Contact dermatitis is another type of eczema that can cause a red, itchy, inflamed rash. Unlike atopic dermatitis, contact dermatitis isn’t hereditary, and it only develops when your skin comes into contact with certain substances such as chemicals, fragrances, and irritants.
It’s important to see a doctor for a contact dermatitis diagnosis so they may rule out other conditions, such as atopic dermatitis and psoriasis. Treatment for contact dermatitis may involve hydrocortisone cream or short-term oral steroid medications.

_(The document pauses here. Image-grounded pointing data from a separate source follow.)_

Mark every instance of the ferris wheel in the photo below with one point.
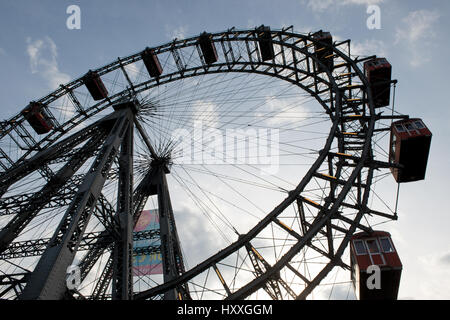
(232, 165)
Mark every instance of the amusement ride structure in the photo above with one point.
(80, 166)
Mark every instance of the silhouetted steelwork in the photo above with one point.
(310, 61)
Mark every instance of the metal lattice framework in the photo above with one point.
(89, 155)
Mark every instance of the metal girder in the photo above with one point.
(48, 279)
(95, 242)
(40, 199)
(170, 270)
(122, 288)
(21, 169)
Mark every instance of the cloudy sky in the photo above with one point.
(38, 52)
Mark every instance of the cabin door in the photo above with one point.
(376, 257)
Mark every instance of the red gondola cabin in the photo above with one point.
(95, 85)
(38, 119)
(378, 72)
(151, 62)
(410, 146)
(208, 48)
(265, 43)
(324, 53)
(375, 249)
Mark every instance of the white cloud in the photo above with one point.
(43, 55)
(435, 278)
(415, 34)
(283, 112)
(322, 5)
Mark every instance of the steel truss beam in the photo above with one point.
(40, 199)
(122, 288)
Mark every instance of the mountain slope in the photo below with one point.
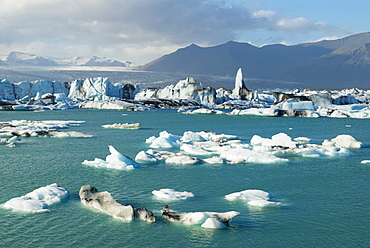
(18, 58)
(325, 64)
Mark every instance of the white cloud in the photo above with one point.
(136, 30)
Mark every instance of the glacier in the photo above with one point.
(188, 96)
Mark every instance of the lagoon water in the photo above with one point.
(325, 201)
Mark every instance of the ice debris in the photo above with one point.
(253, 197)
(47, 128)
(115, 160)
(205, 219)
(122, 125)
(38, 200)
(171, 194)
(90, 196)
(209, 147)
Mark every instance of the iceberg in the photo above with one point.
(38, 200)
(49, 128)
(205, 219)
(277, 140)
(343, 140)
(253, 197)
(242, 155)
(170, 194)
(122, 126)
(90, 196)
(115, 160)
(165, 140)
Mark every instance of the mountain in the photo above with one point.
(19, 58)
(22, 59)
(340, 63)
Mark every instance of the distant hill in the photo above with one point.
(19, 58)
(26, 59)
(342, 63)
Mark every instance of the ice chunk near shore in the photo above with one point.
(241, 155)
(170, 194)
(38, 200)
(145, 157)
(277, 140)
(122, 125)
(205, 219)
(165, 140)
(343, 140)
(90, 196)
(115, 160)
(253, 197)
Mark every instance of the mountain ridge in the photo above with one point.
(340, 63)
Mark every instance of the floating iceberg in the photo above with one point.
(170, 194)
(104, 201)
(241, 155)
(277, 140)
(165, 140)
(253, 197)
(38, 200)
(343, 140)
(47, 128)
(205, 219)
(222, 148)
(115, 160)
(122, 126)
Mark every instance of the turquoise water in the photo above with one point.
(325, 200)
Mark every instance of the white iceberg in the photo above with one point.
(170, 194)
(90, 196)
(343, 140)
(38, 200)
(277, 140)
(241, 155)
(205, 219)
(253, 197)
(214, 223)
(165, 140)
(146, 157)
(182, 159)
(122, 125)
(115, 160)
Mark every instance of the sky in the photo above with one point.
(141, 31)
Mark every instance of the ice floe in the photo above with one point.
(122, 125)
(90, 196)
(171, 194)
(213, 148)
(38, 200)
(205, 219)
(47, 128)
(253, 197)
(343, 140)
(115, 160)
(165, 140)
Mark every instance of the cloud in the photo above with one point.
(129, 29)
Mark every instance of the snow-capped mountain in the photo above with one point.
(21, 59)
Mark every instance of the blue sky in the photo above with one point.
(143, 30)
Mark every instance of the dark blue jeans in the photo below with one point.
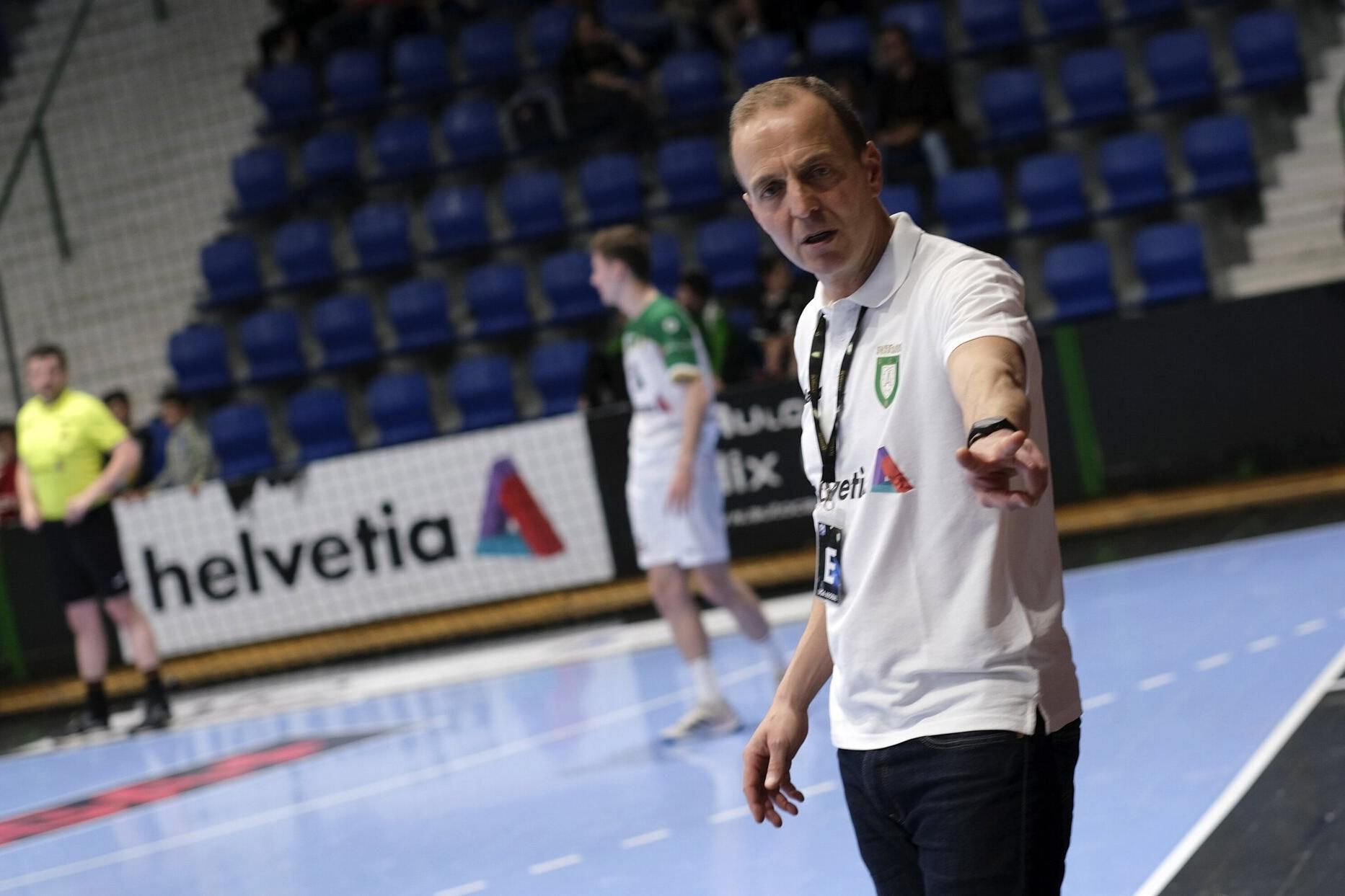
(985, 813)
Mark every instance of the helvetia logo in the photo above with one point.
(513, 523)
(886, 474)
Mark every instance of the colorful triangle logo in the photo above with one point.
(886, 474)
(513, 523)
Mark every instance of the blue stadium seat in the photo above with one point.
(261, 179)
(565, 280)
(1071, 17)
(241, 438)
(418, 311)
(472, 130)
(404, 150)
(400, 407)
(345, 327)
(231, 271)
(899, 197)
(319, 422)
(1134, 169)
(1077, 278)
(1266, 45)
(304, 252)
(199, 360)
(420, 65)
(498, 299)
(693, 85)
(1012, 104)
(611, 187)
(1219, 154)
(841, 40)
(458, 220)
(665, 262)
(490, 51)
(289, 96)
(354, 81)
(1051, 187)
(534, 203)
(270, 342)
(483, 389)
(331, 158)
(731, 253)
(925, 23)
(1178, 65)
(381, 231)
(971, 203)
(689, 170)
(764, 58)
(1095, 84)
(549, 34)
(1170, 260)
(992, 25)
(558, 371)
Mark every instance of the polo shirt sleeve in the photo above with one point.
(104, 430)
(982, 296)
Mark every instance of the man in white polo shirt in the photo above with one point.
(954, 700)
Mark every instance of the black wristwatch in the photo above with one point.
(984, 428)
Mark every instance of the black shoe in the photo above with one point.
(156, 719)
(85, 722)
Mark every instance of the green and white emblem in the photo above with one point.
(886, 378)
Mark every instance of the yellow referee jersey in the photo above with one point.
(62, 445)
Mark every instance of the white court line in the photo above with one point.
(645, 840)
(371, 789)
(564, 861)
(1243, 782)
(1101, 700)
(475, 887)
(1157, 681)
(1214, 662)
(1264, 644)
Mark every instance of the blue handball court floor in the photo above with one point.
(534, 766)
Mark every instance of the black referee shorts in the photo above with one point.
(85, 559)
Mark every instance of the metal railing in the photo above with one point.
(35, 139)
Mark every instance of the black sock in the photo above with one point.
(155, 688)
(97, 698)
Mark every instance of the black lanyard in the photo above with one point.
(829, 447)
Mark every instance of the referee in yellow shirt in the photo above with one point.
(63, 490)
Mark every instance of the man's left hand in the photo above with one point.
(992, 462)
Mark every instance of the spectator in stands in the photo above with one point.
(9, 464)
(783, 299)
(189, 458)
(915, 113)
(601, 79)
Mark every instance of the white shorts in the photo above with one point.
(694, 537)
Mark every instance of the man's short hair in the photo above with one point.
(783, 92)
(48, 350)
(626, 244)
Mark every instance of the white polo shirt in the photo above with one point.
(951, 618)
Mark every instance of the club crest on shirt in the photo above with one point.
(886, 374)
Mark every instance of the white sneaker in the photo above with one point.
(707, 719)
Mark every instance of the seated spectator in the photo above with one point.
(600, 76)
(783, 299)
(9, 466)
(189, 458)
(915, 115)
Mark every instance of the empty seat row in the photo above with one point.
(612, 185)
(401, 408)
(1095, 81)
(728, 248)
(1169, 257)
(1134, 170)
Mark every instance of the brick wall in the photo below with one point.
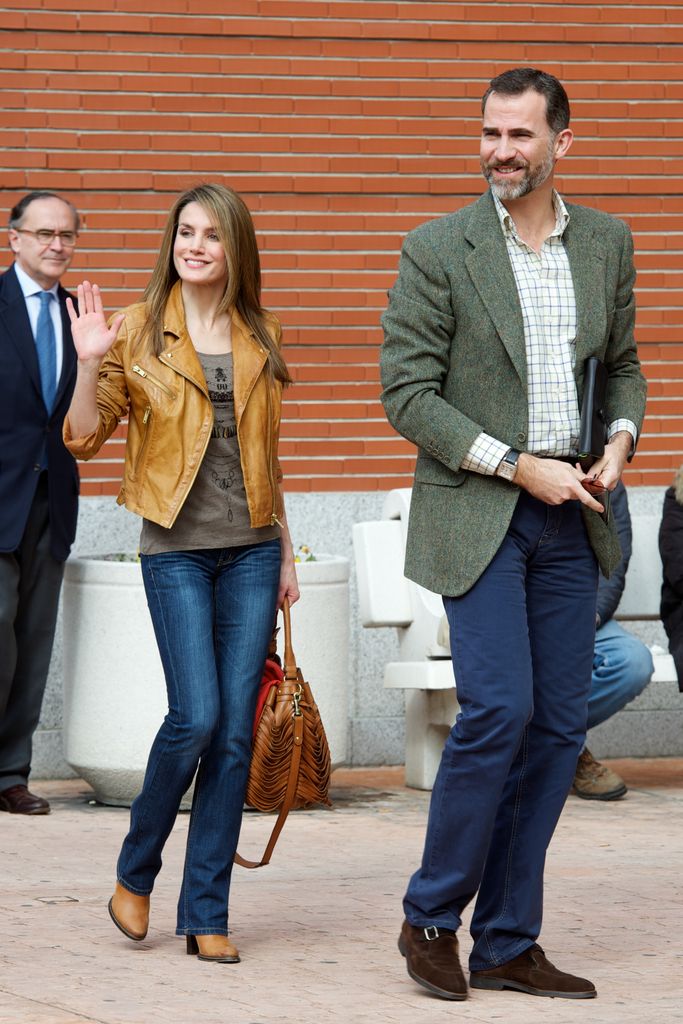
(343, 125)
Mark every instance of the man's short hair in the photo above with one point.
(16, 212)
(518, 80)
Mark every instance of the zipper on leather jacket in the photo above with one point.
(154, 380)
(143, 442)
(273, 492)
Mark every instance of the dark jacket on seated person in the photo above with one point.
(671, 549)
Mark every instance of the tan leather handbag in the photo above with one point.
(290, 765)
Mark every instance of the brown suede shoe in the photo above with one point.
(18, 800)
(217, 948)
(595, 781)
(532, 973)
(130, 912)
(431, 958)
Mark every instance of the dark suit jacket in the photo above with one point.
(454, 364)
(25, 426)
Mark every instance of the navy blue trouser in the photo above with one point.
(521, 641)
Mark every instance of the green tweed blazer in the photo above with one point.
(454, 364)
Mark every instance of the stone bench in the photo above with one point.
(649, 725)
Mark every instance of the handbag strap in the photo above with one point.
(291, 672)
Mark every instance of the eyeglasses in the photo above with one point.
(45, 237)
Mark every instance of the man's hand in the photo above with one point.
(607, 470)
(553, 481)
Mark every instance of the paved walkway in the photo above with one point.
(317, 928)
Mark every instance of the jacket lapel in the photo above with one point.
(17, 326)
(587, 260)
(489, 269)
(68, 350)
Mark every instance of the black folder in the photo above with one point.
(593, 430)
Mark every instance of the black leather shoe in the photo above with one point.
(531, 972)
(432, 961)
(17, 800)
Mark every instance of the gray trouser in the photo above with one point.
(30, 584)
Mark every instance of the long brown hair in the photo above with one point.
(231, 219)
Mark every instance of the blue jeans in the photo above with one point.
(521, 642)
(622, 670)
(213, 612)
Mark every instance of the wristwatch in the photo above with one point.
(508, 467)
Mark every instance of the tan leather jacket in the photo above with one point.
(170, 416)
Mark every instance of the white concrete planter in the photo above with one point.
(115, 695)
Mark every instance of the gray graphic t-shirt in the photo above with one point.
(215, 513)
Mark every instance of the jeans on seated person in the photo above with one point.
(622, 669)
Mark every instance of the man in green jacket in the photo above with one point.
(495, 311)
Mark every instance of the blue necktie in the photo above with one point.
(46, 347)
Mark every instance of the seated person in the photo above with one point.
(622, 666)
(671, 549)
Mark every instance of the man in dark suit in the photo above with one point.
(38, 477)
(495, 312)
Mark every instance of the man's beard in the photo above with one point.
(507, 190)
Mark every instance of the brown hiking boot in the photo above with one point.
(594, 781)
(531, 972)
(432, 961)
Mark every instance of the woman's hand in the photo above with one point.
(289, 586)
(92, 338)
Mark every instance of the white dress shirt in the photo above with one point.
(32, 293)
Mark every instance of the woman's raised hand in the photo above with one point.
(92, 338)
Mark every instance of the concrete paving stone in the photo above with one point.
(317, 928)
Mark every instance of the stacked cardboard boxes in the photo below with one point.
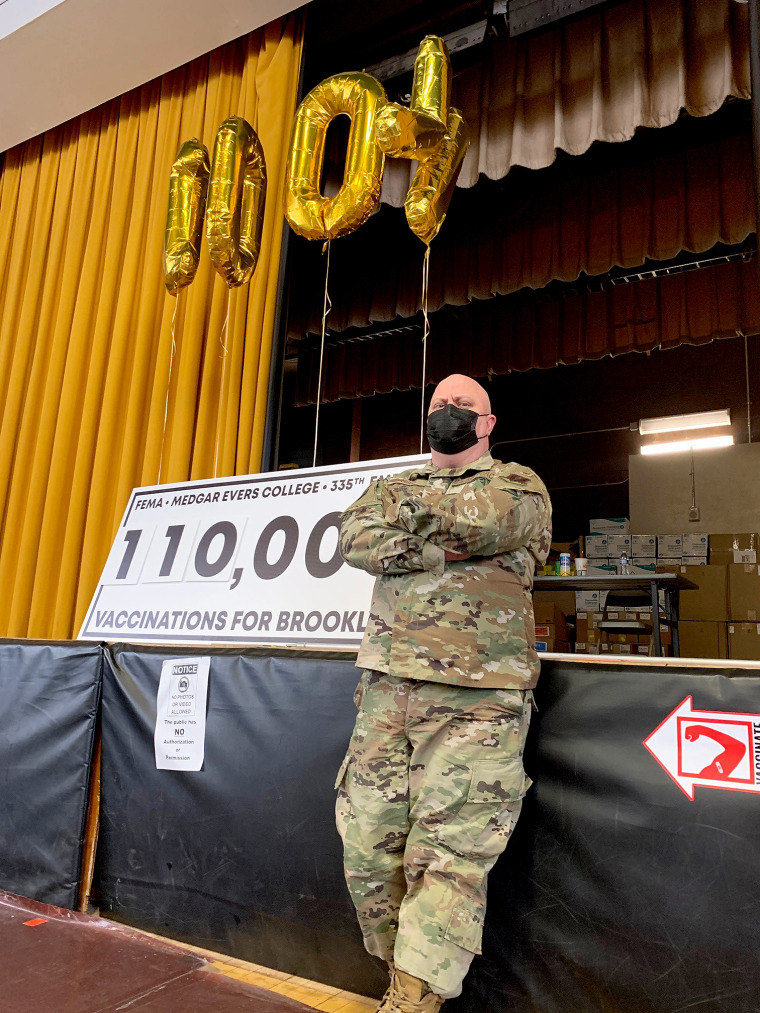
(722, 618)
(552, 633)
(744, 611)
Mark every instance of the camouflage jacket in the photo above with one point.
(469, 622)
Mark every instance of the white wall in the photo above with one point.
(60, 59)
(728, 490)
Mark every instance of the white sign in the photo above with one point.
(714, 749)
(179, 737)
(248, 559)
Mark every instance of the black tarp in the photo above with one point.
(50, 694)
(617, 893)
(241, 857)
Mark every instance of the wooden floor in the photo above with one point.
(311, 994)
(57, 959)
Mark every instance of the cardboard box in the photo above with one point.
(600, 567)
(731, 548)
(745, 555)
(596, 546)
(744, 593)
(643, 545)
(564, 601)
(616, 648)
(702, 639)
(694, 543)
(547, 612)
(743, 540)
(557, 629)
(710, 602)
(587, 648)
(744, 641)
(637, 567)
(669, 545)
(607, 525)
(590, 601)
(551, 644)
(617, 544)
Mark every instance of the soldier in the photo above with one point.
(432, 785)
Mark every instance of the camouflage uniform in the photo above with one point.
(433, 781)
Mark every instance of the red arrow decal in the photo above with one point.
(714, 749)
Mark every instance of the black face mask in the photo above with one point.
(452, 430)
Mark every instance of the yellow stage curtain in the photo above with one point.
(95, 397)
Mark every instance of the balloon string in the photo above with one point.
(223, 357)
(426, 332)
(326, 307)
(168, 383)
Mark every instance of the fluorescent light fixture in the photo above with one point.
(706, 443)
(673, 423)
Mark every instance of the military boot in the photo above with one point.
(409, 995)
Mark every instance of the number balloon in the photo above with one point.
(359, 96)
(430, 132)
(237, 193)
(432, 188)
(184, 220)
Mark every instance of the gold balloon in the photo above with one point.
(432, 188)
(359, 96)
(407, 132)
(184, 220)
(430, 132)
(237, 193)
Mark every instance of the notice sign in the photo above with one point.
(179, 737)
(708, 749)
(249, 559)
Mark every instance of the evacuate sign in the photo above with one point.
(713, 749)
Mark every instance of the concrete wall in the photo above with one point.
(728, 490)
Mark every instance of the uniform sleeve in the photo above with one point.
(373, 543)
(483, 522)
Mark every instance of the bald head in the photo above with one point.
(463, 391)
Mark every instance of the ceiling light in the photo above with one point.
(706, 443)
(672, 423)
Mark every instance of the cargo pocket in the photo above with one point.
(342, 771)
(498, 781)
(344, 813)
(479, 830)
(465, 928)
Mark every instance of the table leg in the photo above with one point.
(656, 620)
(673, 598)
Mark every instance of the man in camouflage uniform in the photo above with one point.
(433, 782)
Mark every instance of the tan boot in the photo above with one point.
(409, 995)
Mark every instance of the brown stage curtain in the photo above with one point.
(615, 208)
(107, 382)
(527, 332)
(597, 78)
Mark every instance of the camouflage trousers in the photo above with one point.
(429, 793)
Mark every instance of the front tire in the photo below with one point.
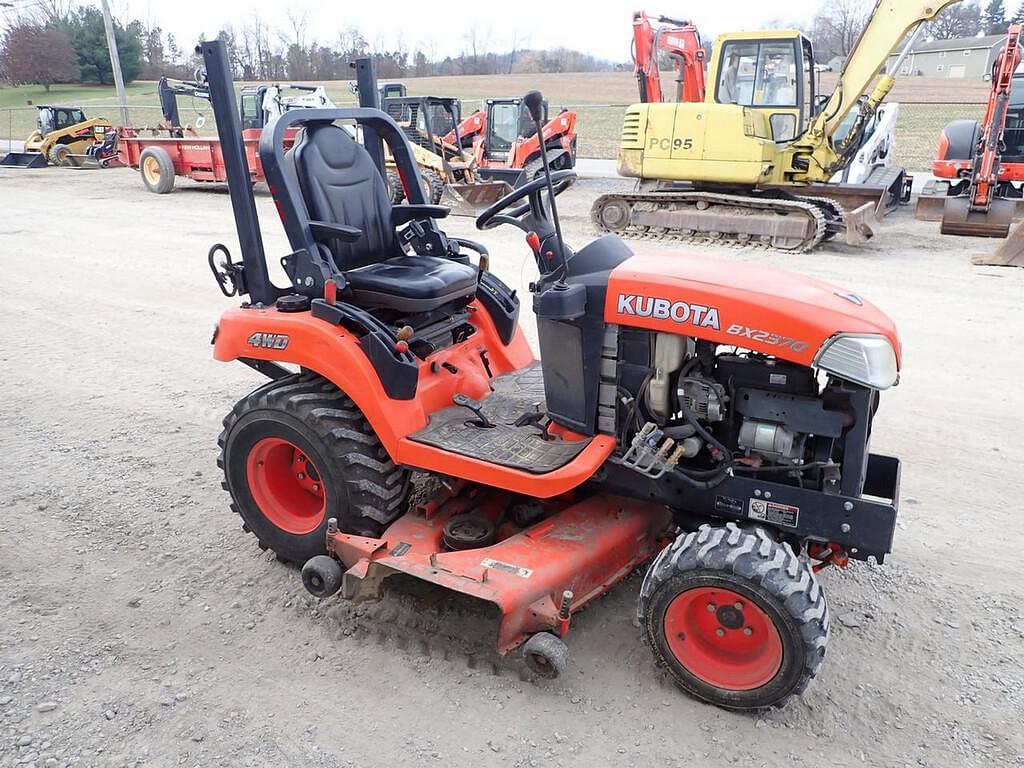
(735, 616)
(57, 156)
(157, 169)
(297, 452)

Avoiding certain substances can also help. If you experience chronic contact dermatitis under your breast area, consider using hypoallergenic soaps when you bathe, as well as laundry detergents that don’t contain any fragrances or dyes.
Intertrigo is a common inflammatory skin condition that primarily develops in skin folds. This includes the area underneath your breasts. While intertrigo may develop at any age, it’s most common in people with diabetes and obesity.
Symptoms of intertrigo include itchiness, pain, and burning within skin folds. A doctor can help differentiate this condition from others that have similar symptoms, such as a bacterial skin infection.
Treatment for intertrigo may include topical or oral steroids to decrease inflammation. Keeping your skin folds dry and using antiperspirant can also help — you may experience more frequent flareups in hot and humid weather.
Known for large, oval-shaped rashes, pityriasis rosea is a common skin condition that mostly affects people between 10 and 35 years of age. The patches may develop small bumps, with the rash itself often itchy.
It can take at least 5 months for pityriasis rosea rashes to clear, with come cases doing so on their own. If a doctor diagnoses you with this skin condition, they may recommend antihistamines or mild steroid creams to help decrease itchiness as the rashes heal.
Consider seeing a doctor if you have a rash under the breasts, especially if it lasts longer than several days. They can help accurately diagnose the type of rash you have, as well as recommend the right treatments if needed.
You should also see a doctor if you’re developing signs of an infection or severe allergy. Possible symptoms that warrant medical attention may include:
- a rash that appears suddenly or is spreading
- a widespread rash that extends across a large area of your body
- pain or blistering
- a red streak extending out of the rash
- rash that’s weepy or leaking fluid
A rash under the breast is rarely anything more than an annoyance that causes discomfort. While the exact timeline varies by cause, most rashes may take several days or weeks to completely heal.
Many treatments will involve keeping the affected area clean, dry, and free from irritants. Depending on the underlying causes of your rash, doctors may recommend anti-inflammatory or steroid creams, oral antibiotics, and other treatments.
You may be able to prevent rashes from forming under your breasts.
Maintaining thorough personal hygiene may help reduce the risk of fungal infection. Keeping the skin under your breasts clean and dry can help prevent yeast-based rashes. Regular washing and not sharing towels or clothes may also help prevent ringworm.
You can also reduce the risk of allergic reactions by avoiding your known irritants and prevent heat rash by wearing loose-fitting clothes and staying cool in the heat.
If you have a chronic rash under the breast that doesn’t improve despite lifestyle changes, see a doctor for further evaluation and next steps.